Gamal Eid, head of the Arab Network for Human Rights Information, said his group and two others – the Egyptian Center for Economic and Social Rights and the Egyptian Commission for Rights and Freedoms – documented more than 1,100 arrests.

Several hundred people are under investigation for using social media to “spread false news”, undermining national security, joining a banned “terrorist” group, and protesting without a permit, defence lawyers say.

The interior ministry could not immediately be reached for comment.

Khaled Dawoud, a leading member of the Civil Democratic Movement, a coalition of opposition parties and figures, was detained late on Tuesday in Cairo, Eid said.

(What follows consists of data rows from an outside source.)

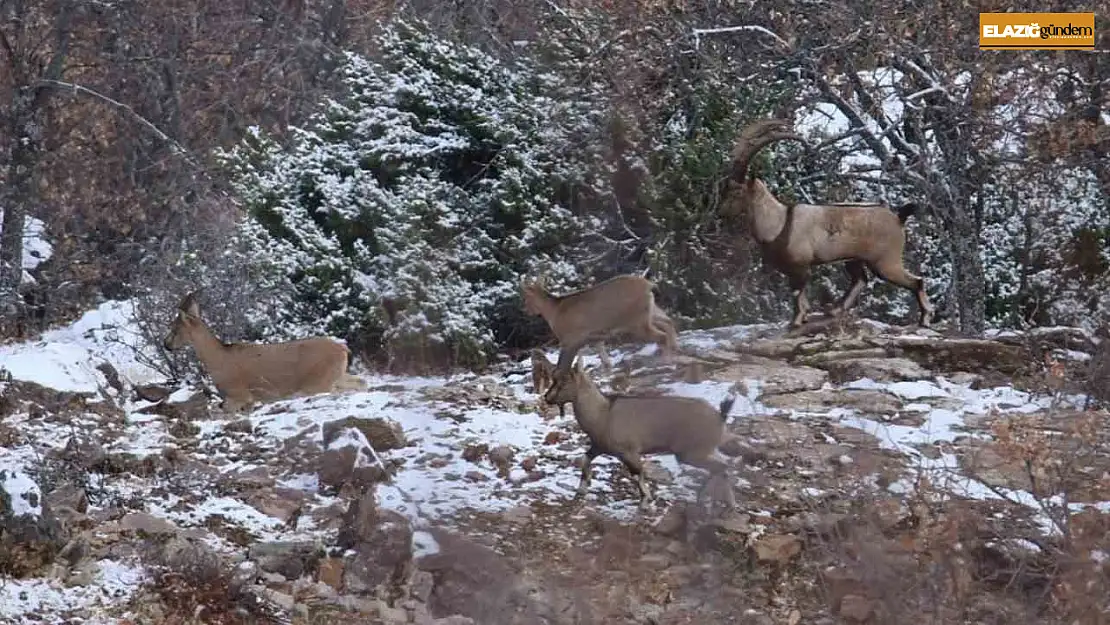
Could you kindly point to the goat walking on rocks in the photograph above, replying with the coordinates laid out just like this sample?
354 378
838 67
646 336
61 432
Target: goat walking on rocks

Also arrested was Hazem Hosny, a former spokesman for the short-lived 2018 presidential campaign of the ex-military chief of staff Sami Anan, said Mustapha Kamel el-Sayyid, a professor at Cairo University, citing Hosny’s family.

El-Sayyid said Hassan Nafaa, a prominent writer and analyst who also teaches at Cairo University, has been missing on Tuesday, citing Nafaa’s family.

Security forces have stepped up their presence in main squares in major cities and have been conducting spot checks of mobile phones for political content.

El-Sisi came to power after leading the overthrow of the Muslim Brotherhood’s Mohamed Morsi, Egypt’s first democratically elected leader, following mass protests against him in 2013.

Demonstrations in Egypt have been rare under el-Sisi, who has overseen a broad crackdown on dissent that rights activists say is the most severe in the country’s modern history.

El-Sisi’s supporters say tough measures were necessary to stabilise Egypt after the turmoil that followed the 2011 uprising that toppled former strongman Hosni Mubarak.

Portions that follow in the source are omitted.